Influence of solution and gas phase processes on protein-carbohydrate binding affinities determined by nanoelectrospray Fourier transform ion cyclotron resonance mass spectrometry.

Abstract

The influence of solution pH, analyte concentration and in-source dissociation on the measurement of the association constant for a single chain variable fragment of a monoclonal antibody (scFv) and its native trisaccharide ligand by nanoelectrospray-Fourier transform ion cyclotron resonance mass spectrometery has been systematically investigated. From the results of this study, experimental conditions that preserve the original distribution of bound and unbound protein in solution into the gas phase, such that the nanoES mass spectrum provides a quantitative measure of the solution composition, were identified.

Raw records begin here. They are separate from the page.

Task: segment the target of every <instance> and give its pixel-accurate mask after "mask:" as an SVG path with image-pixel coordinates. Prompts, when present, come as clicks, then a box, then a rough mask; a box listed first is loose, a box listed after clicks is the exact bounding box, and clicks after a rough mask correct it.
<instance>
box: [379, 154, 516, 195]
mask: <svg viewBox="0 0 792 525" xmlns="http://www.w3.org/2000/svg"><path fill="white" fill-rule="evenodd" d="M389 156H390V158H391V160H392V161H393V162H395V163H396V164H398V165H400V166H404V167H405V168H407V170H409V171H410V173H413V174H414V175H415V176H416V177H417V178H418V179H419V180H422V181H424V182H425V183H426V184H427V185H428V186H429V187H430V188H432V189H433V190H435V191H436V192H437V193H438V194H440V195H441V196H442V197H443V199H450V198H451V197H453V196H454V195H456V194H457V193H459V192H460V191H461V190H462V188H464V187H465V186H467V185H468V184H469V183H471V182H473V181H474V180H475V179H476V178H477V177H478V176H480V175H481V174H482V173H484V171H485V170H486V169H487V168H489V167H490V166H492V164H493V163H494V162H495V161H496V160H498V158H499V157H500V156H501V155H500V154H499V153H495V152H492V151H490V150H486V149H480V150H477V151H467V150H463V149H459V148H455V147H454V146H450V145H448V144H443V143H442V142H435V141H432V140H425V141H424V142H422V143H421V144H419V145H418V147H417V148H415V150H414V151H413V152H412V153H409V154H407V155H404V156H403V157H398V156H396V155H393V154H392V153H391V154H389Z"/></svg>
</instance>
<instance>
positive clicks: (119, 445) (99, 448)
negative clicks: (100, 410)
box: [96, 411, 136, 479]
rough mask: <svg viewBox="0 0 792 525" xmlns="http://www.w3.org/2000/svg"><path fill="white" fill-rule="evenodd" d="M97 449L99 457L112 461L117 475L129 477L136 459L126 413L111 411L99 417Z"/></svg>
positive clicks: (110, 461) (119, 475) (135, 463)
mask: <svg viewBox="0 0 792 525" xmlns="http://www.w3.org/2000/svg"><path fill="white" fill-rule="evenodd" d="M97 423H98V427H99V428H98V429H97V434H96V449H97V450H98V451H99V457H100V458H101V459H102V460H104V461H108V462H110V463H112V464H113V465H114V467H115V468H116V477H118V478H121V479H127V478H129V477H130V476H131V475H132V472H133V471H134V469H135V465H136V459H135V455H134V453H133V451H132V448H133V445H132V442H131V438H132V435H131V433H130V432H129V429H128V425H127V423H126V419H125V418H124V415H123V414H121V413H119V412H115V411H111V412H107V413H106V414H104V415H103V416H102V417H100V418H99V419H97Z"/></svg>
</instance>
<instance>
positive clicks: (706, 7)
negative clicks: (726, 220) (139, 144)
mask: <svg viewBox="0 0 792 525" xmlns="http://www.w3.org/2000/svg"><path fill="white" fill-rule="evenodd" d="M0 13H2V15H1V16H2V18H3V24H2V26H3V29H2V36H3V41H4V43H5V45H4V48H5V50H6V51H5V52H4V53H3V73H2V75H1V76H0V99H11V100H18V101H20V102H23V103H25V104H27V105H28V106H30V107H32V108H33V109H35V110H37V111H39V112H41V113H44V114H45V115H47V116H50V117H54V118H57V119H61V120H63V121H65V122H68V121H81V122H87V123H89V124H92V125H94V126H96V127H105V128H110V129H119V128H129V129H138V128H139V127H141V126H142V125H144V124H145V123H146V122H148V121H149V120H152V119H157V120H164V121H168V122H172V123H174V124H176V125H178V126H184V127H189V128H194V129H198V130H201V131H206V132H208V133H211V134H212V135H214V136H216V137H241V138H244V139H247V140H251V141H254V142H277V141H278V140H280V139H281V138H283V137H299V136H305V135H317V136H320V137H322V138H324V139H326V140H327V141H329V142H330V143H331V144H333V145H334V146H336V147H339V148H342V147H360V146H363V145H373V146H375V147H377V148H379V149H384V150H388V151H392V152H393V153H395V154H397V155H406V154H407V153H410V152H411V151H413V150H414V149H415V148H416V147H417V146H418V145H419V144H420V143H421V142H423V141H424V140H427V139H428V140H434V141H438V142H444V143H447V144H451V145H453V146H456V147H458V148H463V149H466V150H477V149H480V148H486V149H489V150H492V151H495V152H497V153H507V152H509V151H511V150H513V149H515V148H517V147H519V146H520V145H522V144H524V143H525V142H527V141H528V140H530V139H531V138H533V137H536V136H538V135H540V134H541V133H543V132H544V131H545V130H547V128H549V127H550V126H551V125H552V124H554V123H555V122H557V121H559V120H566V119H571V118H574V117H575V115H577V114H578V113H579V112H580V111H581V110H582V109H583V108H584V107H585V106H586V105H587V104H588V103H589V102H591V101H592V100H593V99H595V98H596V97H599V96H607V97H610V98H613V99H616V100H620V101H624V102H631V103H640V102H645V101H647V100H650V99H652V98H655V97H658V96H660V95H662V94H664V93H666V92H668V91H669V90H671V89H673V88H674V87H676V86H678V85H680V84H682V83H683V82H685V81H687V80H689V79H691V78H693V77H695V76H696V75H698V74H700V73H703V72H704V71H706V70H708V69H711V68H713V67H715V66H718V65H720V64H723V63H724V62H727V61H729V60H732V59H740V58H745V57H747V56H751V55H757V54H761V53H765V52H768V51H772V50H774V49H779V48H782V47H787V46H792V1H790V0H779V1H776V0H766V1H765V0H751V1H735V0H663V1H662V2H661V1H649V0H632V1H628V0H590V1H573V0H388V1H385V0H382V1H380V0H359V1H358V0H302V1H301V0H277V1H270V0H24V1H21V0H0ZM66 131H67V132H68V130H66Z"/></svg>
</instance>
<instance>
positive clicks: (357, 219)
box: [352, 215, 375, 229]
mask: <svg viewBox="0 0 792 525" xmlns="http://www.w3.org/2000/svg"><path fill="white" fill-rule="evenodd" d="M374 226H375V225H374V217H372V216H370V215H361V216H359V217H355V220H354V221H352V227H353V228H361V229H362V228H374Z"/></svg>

These include the use of short spray durations (<10 min) to minimize pH changes, equimolar concentrations of protein and ligand to minimize the formation of nonspecific complexes, and short accumulation times (<2 s) in the hexapole of the ion source to avoid collisional heating and dissociation of the gaseous complex. Application of this methodology to the scFv and a series of carbohydrate ligands yields results that are in agreement with values previously determined by isothermal titration calorimetry. Competitive binding experiments performed on solutions containing the scFv and a mixture of carbohydrate ligands were also found to yield accurate association constants.